On the consultation phone call, please be prepared to discuss or provide the following:

  1. Describe your current mumps situation.
    1. Send epi-curve (if possible).
    2. What is your current case definition?
      1. Are there specific groups or populations involved?
      2. Is there a specific geographic area involved?
      3. What is the timeframe?
    3. When do you consider a case epi-linked?
    4. How many confirmed cases?
    5. How many probable cases?
      1. How have those been determined: serology or epi-linked?
    6. How many suspect cases?
      1. Why are they considered suspect and not probable?
    7. Are you considering recommending a third dose of measles, mumps, and rubella (MMR) vaccine for those at increased risk?
    8. Is your laboratory able to test for mumps?
      1. If testing with quantitative reverse transcription polymerase chain reaction (RT-PCR), what factors are used when deciding to test in-house versus using a Vaccine Preventable Disease Reference Center (VPD-RC)?
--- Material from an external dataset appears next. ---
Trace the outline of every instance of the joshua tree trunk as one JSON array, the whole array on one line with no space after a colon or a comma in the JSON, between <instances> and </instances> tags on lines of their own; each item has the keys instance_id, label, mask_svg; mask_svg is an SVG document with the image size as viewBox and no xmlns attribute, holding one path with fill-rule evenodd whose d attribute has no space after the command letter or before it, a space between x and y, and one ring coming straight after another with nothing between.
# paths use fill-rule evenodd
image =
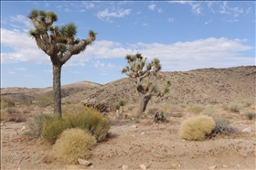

      2. What tests have been validated in your laboratory, for what type of specimens?
      3. Does the state or local laboratory perform mumps genotyping or are RT-PCR positive samples forwarded to CDC or the VPD-RCs?
    9. Do you perform testing on all specimens received from providers?
      1. If not, how do you decide who should be tested?

How do the epidemiologists and laboratorians communicate about testing and share results?